Rodne explained that per McCollum’s contract, his termination can be “With Cause” or “Without Clause” and a strict reading of the contract requires certain protocol be followed for either. If the board were terminating him with cause they are required to first give 30 days written notice of the ’cause’ and an opportunity to ‘cure’ it.  A Without Cause termination can be implemented immediately, but it requires a full contractual buyout.

It appears, there may not be enough documentation for a termination with cause – so it would technically fall under the ‘without cause’ contract language and could be subject to that full buyout. McCollum makes about $170,000 per year.

At the February 10th meeting, Rodne informed the board that if they didn’t offer the full buyout they could open the door to a lawsuit, but the board still voted against that option and in favor of the three-month severance package.

The hospital district has scheduled a special meeting on February 26th at 1PM at Snoqualmie City Hall for the purpose of holding an executive session to “discuss a personnel matter.”

According to General Counsel Rodne, the executive session will be to review a report and recommendation from an outside counsel as it pertains to Mr. McCollum’s separation agreement.

McCollum maintains that the hospital district has never been in a better financial position, noting that the hospital has been full for the past month, averaging a 99.1% occupancy; monthly revenues averaging almost $3 million for the past several months; and emergency department volumes up 40 to 50 percent.

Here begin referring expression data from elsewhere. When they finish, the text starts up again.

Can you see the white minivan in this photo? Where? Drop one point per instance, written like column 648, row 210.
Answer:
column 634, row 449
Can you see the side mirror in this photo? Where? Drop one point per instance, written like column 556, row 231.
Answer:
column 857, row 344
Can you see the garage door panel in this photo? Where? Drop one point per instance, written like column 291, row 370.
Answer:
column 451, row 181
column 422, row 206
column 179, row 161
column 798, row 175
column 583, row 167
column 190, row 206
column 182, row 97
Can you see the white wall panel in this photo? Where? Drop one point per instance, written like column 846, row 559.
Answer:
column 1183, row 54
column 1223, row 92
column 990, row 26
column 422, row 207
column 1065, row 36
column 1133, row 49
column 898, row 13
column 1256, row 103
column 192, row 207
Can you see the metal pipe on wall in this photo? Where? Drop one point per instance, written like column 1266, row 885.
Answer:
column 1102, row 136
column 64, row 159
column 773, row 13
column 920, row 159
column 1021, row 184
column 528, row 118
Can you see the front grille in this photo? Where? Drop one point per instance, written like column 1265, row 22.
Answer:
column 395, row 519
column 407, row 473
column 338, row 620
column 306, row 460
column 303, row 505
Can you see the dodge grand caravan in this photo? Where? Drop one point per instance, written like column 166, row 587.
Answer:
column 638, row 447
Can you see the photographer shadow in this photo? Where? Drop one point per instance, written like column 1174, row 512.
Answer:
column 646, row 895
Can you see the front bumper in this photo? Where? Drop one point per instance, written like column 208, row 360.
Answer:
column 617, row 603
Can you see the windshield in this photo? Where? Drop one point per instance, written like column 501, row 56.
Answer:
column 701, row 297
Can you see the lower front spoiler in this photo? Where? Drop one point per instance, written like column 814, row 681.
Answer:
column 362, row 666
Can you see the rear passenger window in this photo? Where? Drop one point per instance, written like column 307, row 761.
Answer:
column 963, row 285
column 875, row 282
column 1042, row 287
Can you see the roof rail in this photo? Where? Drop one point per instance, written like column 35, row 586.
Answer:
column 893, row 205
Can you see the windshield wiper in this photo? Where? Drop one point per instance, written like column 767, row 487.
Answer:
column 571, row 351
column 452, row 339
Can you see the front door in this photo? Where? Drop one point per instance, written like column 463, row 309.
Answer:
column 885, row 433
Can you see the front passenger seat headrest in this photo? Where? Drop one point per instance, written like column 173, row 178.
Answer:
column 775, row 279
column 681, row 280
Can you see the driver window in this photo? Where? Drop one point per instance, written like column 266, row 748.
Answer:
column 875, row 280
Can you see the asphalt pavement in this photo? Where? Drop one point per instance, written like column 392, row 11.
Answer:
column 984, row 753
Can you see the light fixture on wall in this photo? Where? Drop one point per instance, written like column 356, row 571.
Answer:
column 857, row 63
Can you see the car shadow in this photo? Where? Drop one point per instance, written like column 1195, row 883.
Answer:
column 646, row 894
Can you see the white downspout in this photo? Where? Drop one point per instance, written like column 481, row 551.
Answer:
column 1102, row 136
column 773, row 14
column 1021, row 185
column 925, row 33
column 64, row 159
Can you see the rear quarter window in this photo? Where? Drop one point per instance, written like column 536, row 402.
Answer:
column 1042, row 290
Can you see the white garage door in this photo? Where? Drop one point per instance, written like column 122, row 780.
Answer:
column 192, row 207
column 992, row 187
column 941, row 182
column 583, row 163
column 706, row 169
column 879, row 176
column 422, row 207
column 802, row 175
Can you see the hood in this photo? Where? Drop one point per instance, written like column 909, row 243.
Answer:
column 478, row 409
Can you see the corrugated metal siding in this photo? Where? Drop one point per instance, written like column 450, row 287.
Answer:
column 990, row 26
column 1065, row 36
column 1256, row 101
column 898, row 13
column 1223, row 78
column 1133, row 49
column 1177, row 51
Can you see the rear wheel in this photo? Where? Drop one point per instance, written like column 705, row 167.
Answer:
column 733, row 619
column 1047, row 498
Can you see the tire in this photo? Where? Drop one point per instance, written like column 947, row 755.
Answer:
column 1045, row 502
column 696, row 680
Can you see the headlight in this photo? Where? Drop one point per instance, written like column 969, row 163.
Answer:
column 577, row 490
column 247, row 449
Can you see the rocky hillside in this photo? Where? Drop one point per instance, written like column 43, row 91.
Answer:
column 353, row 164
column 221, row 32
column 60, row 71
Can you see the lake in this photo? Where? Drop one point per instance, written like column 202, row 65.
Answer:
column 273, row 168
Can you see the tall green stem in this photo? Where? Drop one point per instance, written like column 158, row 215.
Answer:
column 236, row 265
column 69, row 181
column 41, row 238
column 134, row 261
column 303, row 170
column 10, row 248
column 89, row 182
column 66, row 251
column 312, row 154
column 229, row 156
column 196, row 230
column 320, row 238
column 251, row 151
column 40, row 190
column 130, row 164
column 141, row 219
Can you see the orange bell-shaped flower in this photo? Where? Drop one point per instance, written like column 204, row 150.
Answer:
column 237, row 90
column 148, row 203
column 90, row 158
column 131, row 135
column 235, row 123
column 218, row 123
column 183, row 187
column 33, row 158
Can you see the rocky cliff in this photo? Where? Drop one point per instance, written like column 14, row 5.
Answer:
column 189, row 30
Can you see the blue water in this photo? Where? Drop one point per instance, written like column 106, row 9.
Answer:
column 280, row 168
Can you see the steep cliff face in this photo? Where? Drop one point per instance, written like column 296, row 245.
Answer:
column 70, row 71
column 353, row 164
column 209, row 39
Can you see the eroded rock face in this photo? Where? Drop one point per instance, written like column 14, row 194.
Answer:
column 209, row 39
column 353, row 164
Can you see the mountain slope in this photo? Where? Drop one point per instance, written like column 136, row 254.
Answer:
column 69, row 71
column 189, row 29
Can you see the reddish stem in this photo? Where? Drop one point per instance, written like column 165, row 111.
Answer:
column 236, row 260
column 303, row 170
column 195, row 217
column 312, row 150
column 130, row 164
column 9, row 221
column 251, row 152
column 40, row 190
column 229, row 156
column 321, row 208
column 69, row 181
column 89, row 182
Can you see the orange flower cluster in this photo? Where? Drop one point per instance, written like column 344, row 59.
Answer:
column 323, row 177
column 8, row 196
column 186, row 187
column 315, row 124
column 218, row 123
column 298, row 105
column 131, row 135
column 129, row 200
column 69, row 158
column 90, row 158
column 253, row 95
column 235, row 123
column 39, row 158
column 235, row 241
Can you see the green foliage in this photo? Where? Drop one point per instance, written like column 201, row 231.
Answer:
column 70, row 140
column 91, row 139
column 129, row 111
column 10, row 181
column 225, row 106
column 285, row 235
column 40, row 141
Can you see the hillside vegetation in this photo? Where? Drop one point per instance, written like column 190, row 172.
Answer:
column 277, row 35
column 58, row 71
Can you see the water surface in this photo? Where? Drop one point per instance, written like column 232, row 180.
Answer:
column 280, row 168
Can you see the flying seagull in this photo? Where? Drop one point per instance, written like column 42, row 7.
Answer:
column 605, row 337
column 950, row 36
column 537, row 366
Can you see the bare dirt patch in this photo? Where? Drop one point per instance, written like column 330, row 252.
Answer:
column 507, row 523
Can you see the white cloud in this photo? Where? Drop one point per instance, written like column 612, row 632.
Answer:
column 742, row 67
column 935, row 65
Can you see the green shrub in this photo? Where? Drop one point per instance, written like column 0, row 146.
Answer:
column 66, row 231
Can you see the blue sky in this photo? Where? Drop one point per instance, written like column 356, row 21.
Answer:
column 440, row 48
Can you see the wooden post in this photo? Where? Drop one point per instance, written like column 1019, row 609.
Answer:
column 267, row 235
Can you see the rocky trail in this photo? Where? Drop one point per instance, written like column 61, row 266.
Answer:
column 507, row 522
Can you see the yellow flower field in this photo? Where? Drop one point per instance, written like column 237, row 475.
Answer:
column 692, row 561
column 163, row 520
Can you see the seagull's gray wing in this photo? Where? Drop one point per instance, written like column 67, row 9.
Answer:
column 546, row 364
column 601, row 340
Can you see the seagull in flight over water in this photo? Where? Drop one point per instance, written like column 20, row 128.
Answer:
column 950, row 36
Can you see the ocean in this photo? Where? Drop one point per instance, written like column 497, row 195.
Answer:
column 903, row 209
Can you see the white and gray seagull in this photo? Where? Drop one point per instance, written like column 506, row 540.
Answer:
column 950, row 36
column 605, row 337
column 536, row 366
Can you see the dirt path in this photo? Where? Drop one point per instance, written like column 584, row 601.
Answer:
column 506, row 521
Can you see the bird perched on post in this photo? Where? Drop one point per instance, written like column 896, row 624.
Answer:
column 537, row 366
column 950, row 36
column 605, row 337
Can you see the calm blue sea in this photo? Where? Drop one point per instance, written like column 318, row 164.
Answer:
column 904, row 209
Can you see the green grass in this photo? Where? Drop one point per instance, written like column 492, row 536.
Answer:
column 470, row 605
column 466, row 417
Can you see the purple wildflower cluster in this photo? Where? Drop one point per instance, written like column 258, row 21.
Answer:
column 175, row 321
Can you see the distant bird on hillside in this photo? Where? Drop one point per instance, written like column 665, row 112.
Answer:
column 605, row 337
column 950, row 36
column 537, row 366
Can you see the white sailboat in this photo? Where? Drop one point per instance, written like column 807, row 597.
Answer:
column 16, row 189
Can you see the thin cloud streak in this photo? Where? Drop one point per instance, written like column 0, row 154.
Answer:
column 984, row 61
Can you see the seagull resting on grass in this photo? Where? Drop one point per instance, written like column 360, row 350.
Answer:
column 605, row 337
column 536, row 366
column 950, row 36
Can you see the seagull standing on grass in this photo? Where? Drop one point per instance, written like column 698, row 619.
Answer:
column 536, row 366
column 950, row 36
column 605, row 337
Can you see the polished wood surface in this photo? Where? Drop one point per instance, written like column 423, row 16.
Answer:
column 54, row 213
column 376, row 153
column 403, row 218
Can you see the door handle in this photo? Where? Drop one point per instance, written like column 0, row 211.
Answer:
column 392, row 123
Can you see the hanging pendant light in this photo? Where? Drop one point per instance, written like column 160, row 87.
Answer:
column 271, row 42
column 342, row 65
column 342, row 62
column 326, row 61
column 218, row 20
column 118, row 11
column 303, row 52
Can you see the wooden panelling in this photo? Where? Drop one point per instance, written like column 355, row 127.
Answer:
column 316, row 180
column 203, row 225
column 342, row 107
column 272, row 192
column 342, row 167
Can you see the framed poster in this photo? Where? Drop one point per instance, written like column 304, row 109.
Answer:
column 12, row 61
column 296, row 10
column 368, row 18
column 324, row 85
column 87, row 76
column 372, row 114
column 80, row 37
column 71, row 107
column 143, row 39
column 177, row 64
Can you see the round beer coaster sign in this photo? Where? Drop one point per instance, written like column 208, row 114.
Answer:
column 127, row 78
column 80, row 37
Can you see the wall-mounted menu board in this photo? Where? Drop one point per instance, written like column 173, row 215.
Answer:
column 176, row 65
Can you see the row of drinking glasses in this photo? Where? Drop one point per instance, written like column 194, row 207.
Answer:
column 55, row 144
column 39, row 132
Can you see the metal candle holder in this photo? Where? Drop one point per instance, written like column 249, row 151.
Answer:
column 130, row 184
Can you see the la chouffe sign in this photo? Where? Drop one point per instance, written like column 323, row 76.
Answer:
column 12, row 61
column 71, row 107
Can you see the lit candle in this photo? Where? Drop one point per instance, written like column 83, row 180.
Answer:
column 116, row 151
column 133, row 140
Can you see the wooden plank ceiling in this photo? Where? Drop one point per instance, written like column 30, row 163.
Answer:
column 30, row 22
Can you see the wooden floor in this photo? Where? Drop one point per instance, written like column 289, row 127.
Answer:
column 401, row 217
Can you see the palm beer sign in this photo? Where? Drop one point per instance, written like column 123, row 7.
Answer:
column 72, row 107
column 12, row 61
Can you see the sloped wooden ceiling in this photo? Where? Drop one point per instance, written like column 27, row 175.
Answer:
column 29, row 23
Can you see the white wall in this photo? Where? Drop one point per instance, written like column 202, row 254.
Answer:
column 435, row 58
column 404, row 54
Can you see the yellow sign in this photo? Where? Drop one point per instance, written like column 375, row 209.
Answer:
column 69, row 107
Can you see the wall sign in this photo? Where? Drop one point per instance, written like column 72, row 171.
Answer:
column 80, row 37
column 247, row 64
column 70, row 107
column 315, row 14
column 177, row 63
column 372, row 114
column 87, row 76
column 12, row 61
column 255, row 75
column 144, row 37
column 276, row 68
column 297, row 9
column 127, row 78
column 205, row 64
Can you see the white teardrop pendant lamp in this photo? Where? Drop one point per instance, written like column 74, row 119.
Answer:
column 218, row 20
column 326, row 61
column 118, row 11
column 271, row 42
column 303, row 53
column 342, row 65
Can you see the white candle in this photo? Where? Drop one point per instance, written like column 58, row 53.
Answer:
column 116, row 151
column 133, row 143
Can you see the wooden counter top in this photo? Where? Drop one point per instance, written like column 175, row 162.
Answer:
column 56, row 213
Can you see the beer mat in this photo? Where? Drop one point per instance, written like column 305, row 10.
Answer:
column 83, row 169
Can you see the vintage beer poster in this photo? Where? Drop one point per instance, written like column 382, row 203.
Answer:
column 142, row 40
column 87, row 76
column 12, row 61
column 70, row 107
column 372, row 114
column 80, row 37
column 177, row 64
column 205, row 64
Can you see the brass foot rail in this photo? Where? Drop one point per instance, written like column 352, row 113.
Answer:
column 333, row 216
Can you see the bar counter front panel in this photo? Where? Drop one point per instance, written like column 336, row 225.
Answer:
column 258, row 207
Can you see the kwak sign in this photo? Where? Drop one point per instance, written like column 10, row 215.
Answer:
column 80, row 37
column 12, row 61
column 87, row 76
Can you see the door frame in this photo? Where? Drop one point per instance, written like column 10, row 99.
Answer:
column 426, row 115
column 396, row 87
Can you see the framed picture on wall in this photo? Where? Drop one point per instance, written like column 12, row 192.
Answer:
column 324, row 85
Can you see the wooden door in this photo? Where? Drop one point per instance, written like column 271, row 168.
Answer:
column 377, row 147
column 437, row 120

He commented, “This shows we are better able to serve the community in our new location due to easier and more convenient accessibility.”

The district does carry a lot of debt, a contentious point for many Valley residents. It has approximately $98 million in bond debt, with about $40 million in tax obligation bonds attributed to problems from the 1980’s and failures of the old hospital. The district also took on about $50 million in revenue bonds to build the new hospital, which opened in May 2015.

The new hospital appears to be turning things around for the district. It was profitable in January, as well as profitable year to date. According to McCollum, this is years ahead of the projected financial results that were independently compiled when revenue bonds for the facility were issued.

McCollum’s final separation agreement and severance package is expected to go before the board at their March 3rd meeting, which happens at 6:30PM at Snoqualmie City Hall.

 

 

 

Comments

  1. Well, in an “employment at will” state, he’s lucky to have this contract. I just hope no taxpayer money is used in this debacle.

    • Paul S. no professional would ever work without a contract. In this state or another. If you think that no taxpayer monies are involved.. well, I would be surprised and feel terrible at the gullibility. This is another public mess .. they happen incessantly. And nobody is held responsible. It is day to day life in the public/private sector. You know that.

      • I’ve not signed an employment contract in WA that states anything other than “employment at will”. I am not a C-level employee, so that probably matters when negotiating employment.

  2. Of course, the “facts” are not discussed. The willingness of three members of ANY board to agree to termination without cause.. to add to insult they also have counsel advise the legalities of their decisions and that their decisions will most likely result in a lawsuit.. Costing the public even more waste of tax/bond monies. I think the wrong people are being terminated. When they decide to reveal the truth.. and I would not hold my breath.. then maybe the right folks will be held accountable. Bungling mess, as usual.

  3. The hospital doesn’t have a lighted sign and they lack essential equipment in the ER, but now our tax dollars are going to end up being used to pay a staff member the board improperly terminated. This is why I will never go to the Snoqualmie Hospital. Swedish is close and they have their act together.